Thinking about it, having an avocational interest in Classical and
Medieval History, I had to admit that most of the monks who
joined Benedict's monastery were actually illiterate. These were
folk on the cusp of the Dark Ages, during the final collapse of the
Roman Empire. The infrastructure of civilization was pretty much
annihilated--and ignorance began its long march through Europe.

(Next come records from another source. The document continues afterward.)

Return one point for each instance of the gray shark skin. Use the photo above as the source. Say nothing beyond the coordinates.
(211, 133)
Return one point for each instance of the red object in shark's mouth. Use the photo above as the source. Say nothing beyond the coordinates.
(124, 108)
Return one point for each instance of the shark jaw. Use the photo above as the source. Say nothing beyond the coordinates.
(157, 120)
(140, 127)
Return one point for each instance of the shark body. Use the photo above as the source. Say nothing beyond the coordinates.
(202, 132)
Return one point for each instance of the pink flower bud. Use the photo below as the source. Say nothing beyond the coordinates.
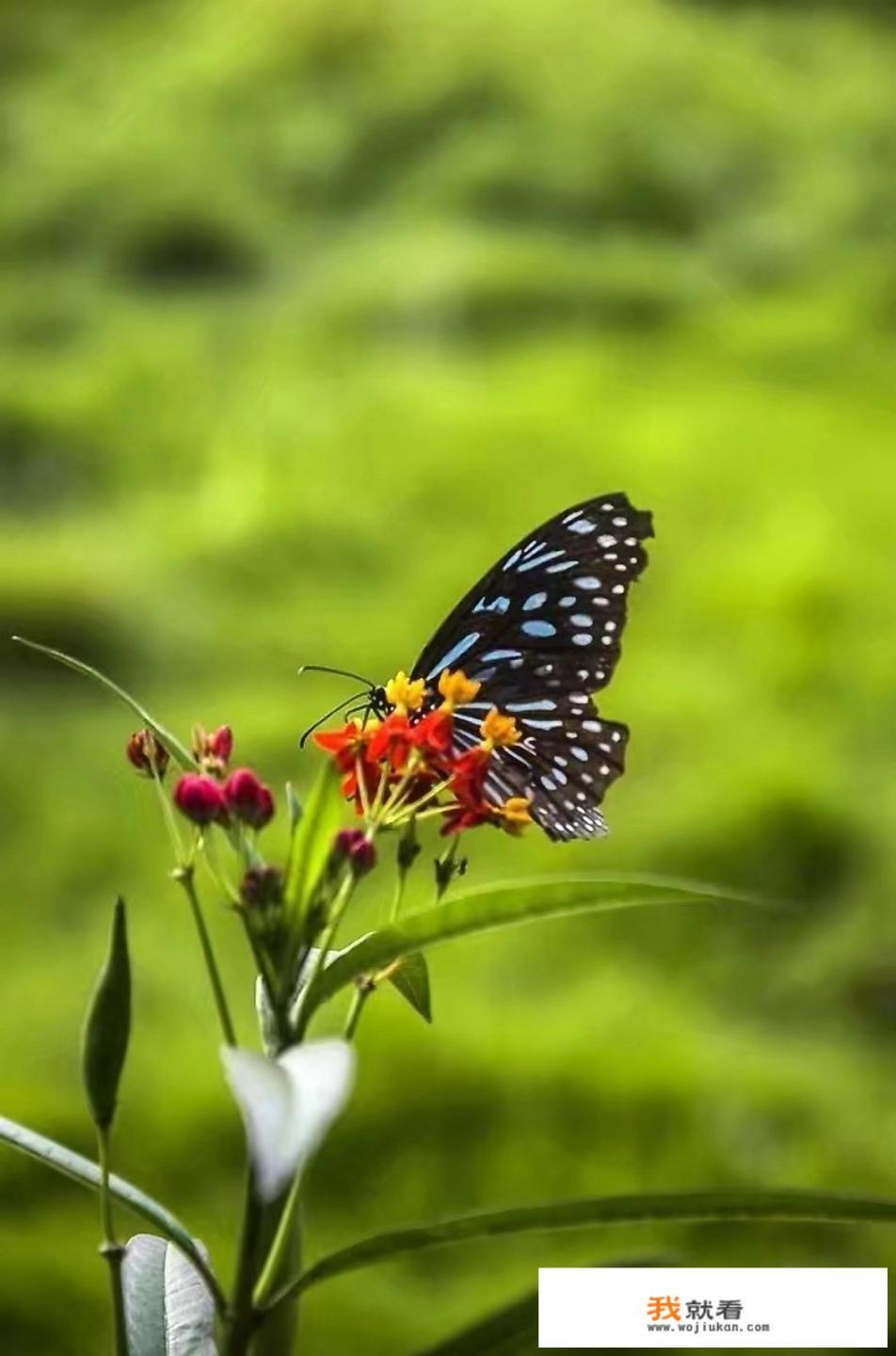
(200, 799)
(248, 799)
(145, 751)
(220, 745)
(356, 845)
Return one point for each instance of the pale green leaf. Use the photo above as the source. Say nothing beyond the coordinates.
(412, 980)
(87, 1173)
(288, 1104)
(169, 740)
(680, 1207)
(313, 835)
(499, 906)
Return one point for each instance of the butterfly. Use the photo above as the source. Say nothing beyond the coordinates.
(541, 632)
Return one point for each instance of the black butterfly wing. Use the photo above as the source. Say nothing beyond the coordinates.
(541, 631)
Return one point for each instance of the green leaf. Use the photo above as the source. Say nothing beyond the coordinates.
(322, 818)
(169, 740)
(680, 1207)
(79, 1170)
(168, 1309)
(513, 1329)
(107, 1025)
(412, 982)
(295, 806)
(498, 906)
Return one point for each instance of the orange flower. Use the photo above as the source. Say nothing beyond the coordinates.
(499, 731)
(392, 742)
(348, 743)
(433, 735)
(457, 689)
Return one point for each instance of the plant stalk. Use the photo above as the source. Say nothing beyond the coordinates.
(186, 876)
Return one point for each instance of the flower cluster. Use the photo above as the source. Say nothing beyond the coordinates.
(408, 764)
(215, 795)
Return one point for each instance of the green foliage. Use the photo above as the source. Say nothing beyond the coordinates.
(83, 1170)
(709, 1207)
(502, 905)
(107, 1026)
(308, 312)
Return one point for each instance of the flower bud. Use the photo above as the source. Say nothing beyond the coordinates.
(262, 887)
(147, 752)
(356, 845)
(248, 799)
(220, 745)
(200, 799)
(213, 751)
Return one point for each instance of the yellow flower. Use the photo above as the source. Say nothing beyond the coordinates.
(499, 731)
(457, 687)
(516, 814)
(406, 695)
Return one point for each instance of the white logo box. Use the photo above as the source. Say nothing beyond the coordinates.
(661, 1307)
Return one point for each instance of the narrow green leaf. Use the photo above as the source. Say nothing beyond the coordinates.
(293, 804)
(169, 740)
(167, 1305)
(412, 982)
(511, 1331)
(680, 1207)
(80, 1170)
(322, 818)
(498, 906)
(107, 1025)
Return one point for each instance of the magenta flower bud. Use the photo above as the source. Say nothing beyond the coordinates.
(220, 745)
(147, 752)
(200, 799)
(262, 887)
(356, 845)
(248, 799)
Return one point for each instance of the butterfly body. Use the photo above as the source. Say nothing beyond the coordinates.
(541, 632)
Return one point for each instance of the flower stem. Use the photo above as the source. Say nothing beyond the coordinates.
(243, 1318)
(283, 1239)
(341, 903)
(186, 876)
(110, 1248)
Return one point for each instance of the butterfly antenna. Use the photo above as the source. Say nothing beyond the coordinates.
(339, 672)
(332, 712)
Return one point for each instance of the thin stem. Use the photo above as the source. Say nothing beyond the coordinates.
(362, 994)
(341, 903)
(280, 1248)
(110, 1248)
(186, 876)
(243, 1316)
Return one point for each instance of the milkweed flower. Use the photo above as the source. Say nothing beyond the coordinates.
(213, 751)
(200, 799)
(248, 799)
(409, 764)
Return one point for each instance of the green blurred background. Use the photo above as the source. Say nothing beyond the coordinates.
(307, 312)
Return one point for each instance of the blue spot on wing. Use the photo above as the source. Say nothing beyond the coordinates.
(455, 654)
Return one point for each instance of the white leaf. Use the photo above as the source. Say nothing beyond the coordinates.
(167, 1305)
(289, 1104)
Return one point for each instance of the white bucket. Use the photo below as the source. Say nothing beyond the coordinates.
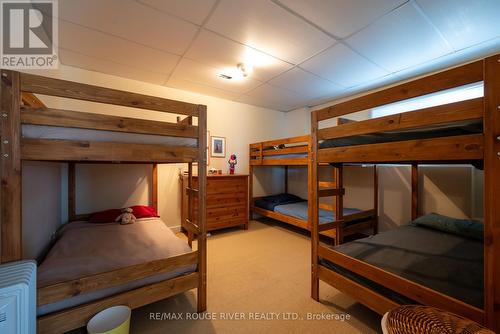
(113, 320)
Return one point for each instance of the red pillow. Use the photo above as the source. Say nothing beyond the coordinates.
(106, 216)
(144, 211)
(109, 216)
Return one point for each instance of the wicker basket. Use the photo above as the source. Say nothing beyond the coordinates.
(416, 319)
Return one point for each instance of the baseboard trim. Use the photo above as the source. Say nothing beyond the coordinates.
(176, 228)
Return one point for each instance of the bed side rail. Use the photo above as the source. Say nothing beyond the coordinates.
(62, 290)
(276, 151)
(453, 112)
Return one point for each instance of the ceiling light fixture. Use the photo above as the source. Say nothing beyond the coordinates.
(239, 72)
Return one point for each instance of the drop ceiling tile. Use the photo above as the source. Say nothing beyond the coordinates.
(339, 17)
(462, 56)
(280, 99)
(220, 52)
(96, 44)
(267, 27)
(401, 39)
(131, 20)
(464, 22)
(201, 89)
(344, 66)
(74, 59)
(306, 84)
(192, 10)
(206, 75)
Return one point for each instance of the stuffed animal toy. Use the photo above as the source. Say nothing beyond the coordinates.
(232, 163)
(127, 217)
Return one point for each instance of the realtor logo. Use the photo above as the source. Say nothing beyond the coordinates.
(29, 30)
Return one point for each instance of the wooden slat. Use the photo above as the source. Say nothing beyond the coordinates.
(74, 90)
(289, 140)
(67, 150)
(10, 169)
(331, 192)
(66, 320)
(84, 120)
(455, 148)
(358, 227)
(71, 192)
(453, 112)
(31, 100)
(360, 215)
(451, 78)
(63, 290)
(492, 193)
(283, 162)
(410, 289)
(367, 297)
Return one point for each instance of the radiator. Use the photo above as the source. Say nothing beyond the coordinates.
(18, 297)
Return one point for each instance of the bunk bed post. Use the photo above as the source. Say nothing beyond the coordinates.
(71, 191)
(202, 189)
(286, 179)
(11, 197)
(375, 199)
(339, 202)
(492, 192)
(154, 187)
(313, 204)
(414, 191)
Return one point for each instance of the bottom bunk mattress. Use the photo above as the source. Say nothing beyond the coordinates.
(300, 209)
(445, 262)
(294, 206)
(85, 249)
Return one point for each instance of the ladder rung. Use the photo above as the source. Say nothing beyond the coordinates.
(190, 226)
(331, 225)
(331, 192)
(191, 191)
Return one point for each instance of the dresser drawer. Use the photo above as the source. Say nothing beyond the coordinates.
(226, 201)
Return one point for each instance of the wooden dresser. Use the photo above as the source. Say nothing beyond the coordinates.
(227, 201)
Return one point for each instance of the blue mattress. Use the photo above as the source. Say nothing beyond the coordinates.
(299, 210)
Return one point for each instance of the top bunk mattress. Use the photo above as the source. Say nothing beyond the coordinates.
(444, 262)
(64, 133)
(443, 130)
(85, 249)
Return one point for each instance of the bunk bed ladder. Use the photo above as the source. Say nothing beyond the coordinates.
(336, 190)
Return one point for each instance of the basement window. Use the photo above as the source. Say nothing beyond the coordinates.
(457, 94)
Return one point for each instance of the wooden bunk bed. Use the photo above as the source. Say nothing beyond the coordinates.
(20, 108)
(481, 148)
(294, 151)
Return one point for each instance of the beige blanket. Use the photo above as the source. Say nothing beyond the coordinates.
(86, 249)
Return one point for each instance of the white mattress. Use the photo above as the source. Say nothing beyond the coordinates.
(56, 132)
(85, 249)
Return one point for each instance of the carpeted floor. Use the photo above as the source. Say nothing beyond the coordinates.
(261, 273)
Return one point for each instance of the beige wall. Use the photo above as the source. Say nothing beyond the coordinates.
(105, 186)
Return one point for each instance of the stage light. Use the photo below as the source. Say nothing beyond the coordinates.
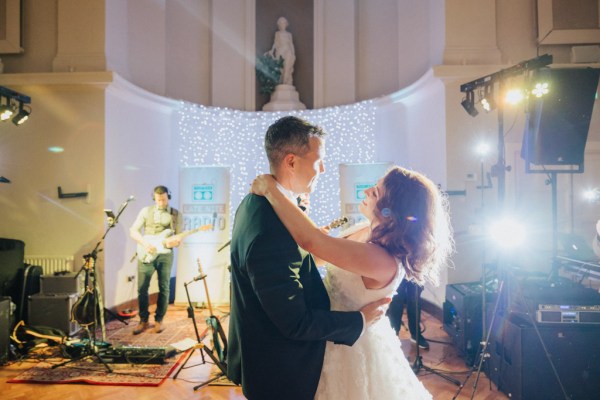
(507, 233)
(487, 101)
(592, 195)
(540, 89)
(514, 96)
(22, 115)
(8, 109)
(468, 104)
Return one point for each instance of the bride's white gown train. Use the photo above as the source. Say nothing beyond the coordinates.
(375, 366)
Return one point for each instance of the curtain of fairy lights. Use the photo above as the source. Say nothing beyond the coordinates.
(226, 137)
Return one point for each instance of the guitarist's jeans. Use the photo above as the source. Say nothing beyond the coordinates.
(162, 265)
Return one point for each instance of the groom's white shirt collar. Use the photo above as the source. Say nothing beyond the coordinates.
(294, 198)
(287, 193)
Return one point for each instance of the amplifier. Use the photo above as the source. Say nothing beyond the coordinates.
(137, 354)
(70, 282)
(53, 311)
(568, 314)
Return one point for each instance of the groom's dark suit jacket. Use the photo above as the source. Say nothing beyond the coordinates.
(280, 318)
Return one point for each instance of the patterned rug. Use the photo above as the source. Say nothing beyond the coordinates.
(90, 370)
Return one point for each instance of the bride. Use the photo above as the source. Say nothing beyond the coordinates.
(406, 236)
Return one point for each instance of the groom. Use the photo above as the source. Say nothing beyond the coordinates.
(280, 318)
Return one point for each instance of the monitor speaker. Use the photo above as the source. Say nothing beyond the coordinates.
(521, 368)
(558, 122)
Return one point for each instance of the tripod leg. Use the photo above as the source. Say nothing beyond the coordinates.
(418, 364)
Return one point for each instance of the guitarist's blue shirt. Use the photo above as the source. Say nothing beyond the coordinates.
(155, 220)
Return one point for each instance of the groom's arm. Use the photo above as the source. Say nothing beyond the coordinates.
(274, 272)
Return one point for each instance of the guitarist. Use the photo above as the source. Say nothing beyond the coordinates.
(153, 220)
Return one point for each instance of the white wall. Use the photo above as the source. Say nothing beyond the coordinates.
(141, 139)
(67, 111)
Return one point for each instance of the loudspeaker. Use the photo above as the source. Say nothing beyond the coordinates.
(11, 259)
(4, 329)
(557, 124)
(53, 311)
(521, 369)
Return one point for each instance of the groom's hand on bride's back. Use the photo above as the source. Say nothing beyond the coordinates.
(375, 310)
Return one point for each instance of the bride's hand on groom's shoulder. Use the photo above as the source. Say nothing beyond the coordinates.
(262, 184)
(375, 310)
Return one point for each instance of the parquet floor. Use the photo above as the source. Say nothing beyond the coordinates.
(441, 357)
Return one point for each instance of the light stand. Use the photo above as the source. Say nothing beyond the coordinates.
(499, 171)
(418, 364)
(219, 359)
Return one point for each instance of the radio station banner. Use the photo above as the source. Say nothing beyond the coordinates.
(354, 179)
(204, 194)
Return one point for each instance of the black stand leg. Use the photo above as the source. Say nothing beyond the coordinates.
(418, 364)
(116, 316)
(483, 354)
(201, 347)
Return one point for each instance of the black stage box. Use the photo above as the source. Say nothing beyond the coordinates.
(462, 316)
(53, 311)
(520, 367)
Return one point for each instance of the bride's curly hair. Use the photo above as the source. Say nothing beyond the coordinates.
(414, 224)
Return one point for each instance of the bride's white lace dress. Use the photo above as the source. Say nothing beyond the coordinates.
(375, 366)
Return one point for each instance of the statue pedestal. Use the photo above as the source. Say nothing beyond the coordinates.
(284, 98)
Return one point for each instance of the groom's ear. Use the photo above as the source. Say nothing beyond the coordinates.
(289, 161)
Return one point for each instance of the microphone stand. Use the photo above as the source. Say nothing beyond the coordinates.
(93, 254)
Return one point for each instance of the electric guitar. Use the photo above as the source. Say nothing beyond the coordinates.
(159, 241)
(336, 223)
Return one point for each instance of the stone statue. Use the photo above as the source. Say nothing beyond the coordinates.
(285, 97)
(283, 46)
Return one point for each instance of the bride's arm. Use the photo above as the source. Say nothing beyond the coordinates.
(365, 259)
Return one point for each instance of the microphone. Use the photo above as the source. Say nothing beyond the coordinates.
(225, 245)
(336, 223)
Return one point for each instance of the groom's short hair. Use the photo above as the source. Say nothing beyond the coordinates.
(289, 135)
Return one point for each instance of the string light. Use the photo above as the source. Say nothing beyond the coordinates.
(227, 137)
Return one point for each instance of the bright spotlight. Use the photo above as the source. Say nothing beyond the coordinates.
(482, 149)
(514, 96)
(540, 89)
(507, 233)
(592, 195)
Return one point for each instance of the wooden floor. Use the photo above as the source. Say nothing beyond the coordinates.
(441, 357)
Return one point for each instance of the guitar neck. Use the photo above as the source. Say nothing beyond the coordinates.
(192, 231)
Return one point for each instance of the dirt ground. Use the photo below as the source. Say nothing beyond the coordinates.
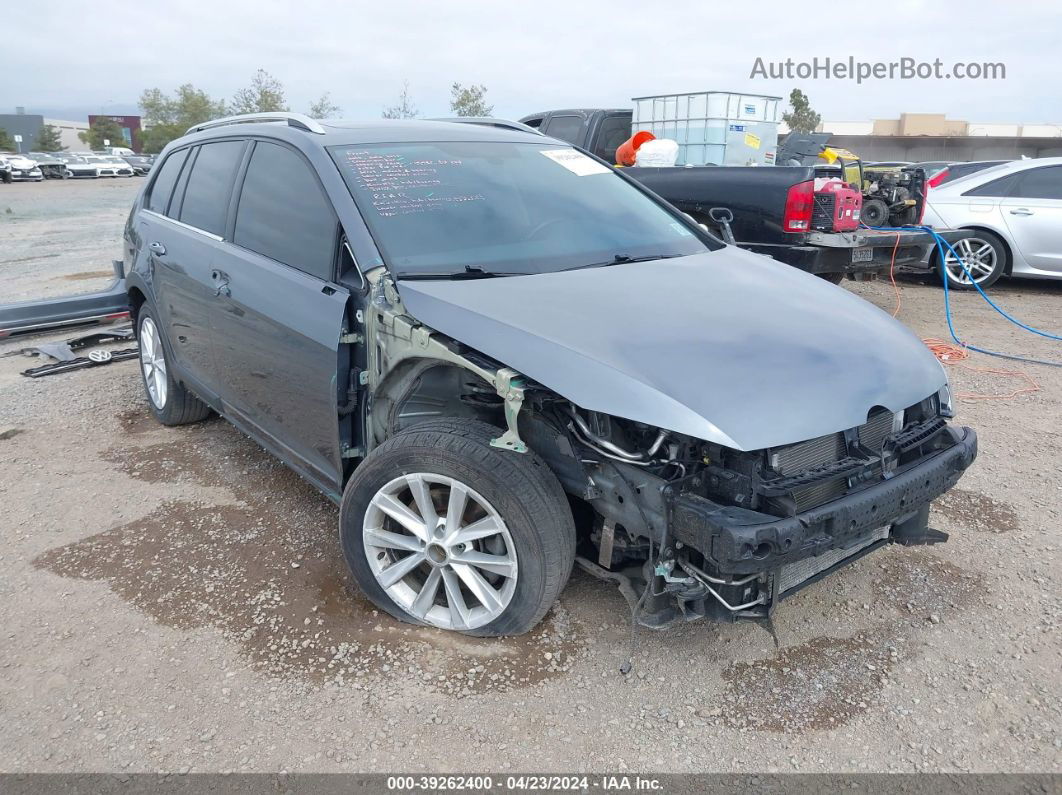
(175, 600)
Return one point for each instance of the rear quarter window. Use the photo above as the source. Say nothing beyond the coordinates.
(565, 127)
(210, 185)
(161, 189)
(1000, 187)
(1042, 183)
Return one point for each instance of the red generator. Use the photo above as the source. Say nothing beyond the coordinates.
(837, 206)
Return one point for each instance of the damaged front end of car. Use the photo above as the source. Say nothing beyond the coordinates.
(688, 529)
(725, 535)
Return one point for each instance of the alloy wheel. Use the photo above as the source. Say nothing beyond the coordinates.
(440, 551)
(978, 256)
(153, 363)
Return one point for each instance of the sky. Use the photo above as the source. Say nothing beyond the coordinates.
(531, 56)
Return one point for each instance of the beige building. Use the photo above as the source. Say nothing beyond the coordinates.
(918, 137)
(68, 133)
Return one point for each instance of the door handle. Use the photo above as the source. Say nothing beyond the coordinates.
(222, 278)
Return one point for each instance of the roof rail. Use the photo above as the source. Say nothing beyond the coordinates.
(489, 121)
(293, 120)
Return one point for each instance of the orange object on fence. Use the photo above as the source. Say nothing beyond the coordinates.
(627, 151)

As for St. Benedict, himself, he was a Roman aristocrat--and that
meant he more than likely was classically educated. Though I
suspect he much preferred remaining a hermit, he was coaxed
into establishing a community of monks. His first experiment failed,
but his work in Subiaco and later at Monte Cassino took hold. And
I have to wonder whether this prayerful man may have displayed
"altered states of consciousness." Miracles were assigned to
St. Benedict, and oft illiterate folk are attracted to what they perceive
as magical--albeit such oft is clothed in religious perspectives.
Healing, also, would be a major vehicle as far as attracting the
illiterate.

But these ideas are all guesses on my part, though reasonable.
However, my main attraction to Sr. Donald's article pertained to
the Benedictine foray into Native American spirituality. For example,
she makes mention an article by a "monk of Blue Cloud Abbey in
the 'American Benedictine Review' [that] deals with the vision quest
of the Native American Plains Indians and compares it to monastic
life."

Sr. Donald moves into the initiatory process. Following a vision that
calls a person forth to be a shaman, there's the shamanic spiritual
journey of "taking up of a spiritual discipline, asceticism, fasting,
prayer, and ordeals." And following this, there is a period of testing,
encountering the Dark Power(s), which if successful, the shaman
moves through this passage unto a "death-rebirth" experience.

And, finally, there is the "powerful contact with the Divine, the Sacred,
the Numinous. And as Sr. Donald continues, she puts it that
"obviously this stage is very clear in Benedict's experience of the
whole world being gathered in one ray of life."

I have to wonder how many of us moderns, within the Benedictine
Tradition, have gone through this powerful "shamanic" journey?
Wtih that question, I'll leave it at that.